Todos los ciudadanos de este país tienen alguna idea
(o varias) de cómo regenerar la vida política española. Los únicos que parecen
no tener ninguna son los políticos.
Ahí radica precisamente el problema. En ellos.
O sea, que si logramos reconvertir a nuestros
políticos modificando su comportamiento, cambiando su modo de organizarse (o
sea, los partidos políticos), exigiéndoles ser más competentes, atribuyéndoles
responsabilidades (incluso penales) y obligándoles a responder directamente
ante sus electores (y no ante los partidos que los manejan) habremos regenerado
nuestra democracia antes siquiera de habernos dado cuenta.

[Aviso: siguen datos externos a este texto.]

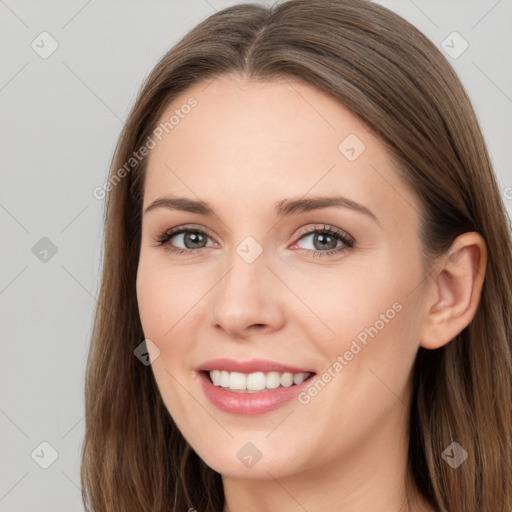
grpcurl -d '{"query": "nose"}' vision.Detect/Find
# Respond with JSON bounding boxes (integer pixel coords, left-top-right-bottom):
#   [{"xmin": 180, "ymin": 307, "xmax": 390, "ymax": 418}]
[{"xmin": 211, "ymin": 253, "xmax": 284, "ymax": 339}]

Lo primero, que los políticos sean competentes. ¿De
qué, por consiguiente, esa interminable serie de asesores que no son más que
enchufados a costa del erario público? Si algún político necesita asesorarse
(como nos ocurre a cualquiera), tiene para ello cantidad de funcionarios
públicos, se supone que bien preparados y que han superado oposiciones
específicas para el cometido que se les ha asignado.
En segundo lugar: ¿quiénes deben ser políticos? Muy
sencillo: los que el pueblo quiera y no los que designen unos partidos
condicionados por intereses endogámicos. Hay muchos sistemas para ello: desde
listas abiertas hasta bajar el umbral electoral, pasando por la circunscripción
uninominal, en la que un solo candidato por partido pelee en cada distrito por
ganar el voto de los electores.
Finalmente, hay que concluir con la impunidad clasista
de los políticos de oficio, que entran en esa profesión en la adolescencia (en
vez de continuar sus estudios) y la prolongan de por vida, jubilándose en
consejos consultivos, empresas públicas y otros inútiles asesoramientos de los
que no tienen ni idea (en confesión propia de ex consejeros de cajas de ahorros
ante las comisiones correspondientes).
Así se acabaría con el ruinoso abultamiento de lo
público, la opacidad administrativa (como la de afirmar en sede parlamentaria
que los contratos públicos son confidenciales, vaya por Dios) y la
irresponsable ignorancia de unos políticos asilvestrados e imbéciles.
Como ven, se trata de unas ideas mínimas para
aplicar el sentido común en vez de la conveniencia partidista. Pero, claro,
como la reforma está en manos de los mismos que se verían perjudicados por
ella, ya me dirán cómo podemos meterla mano.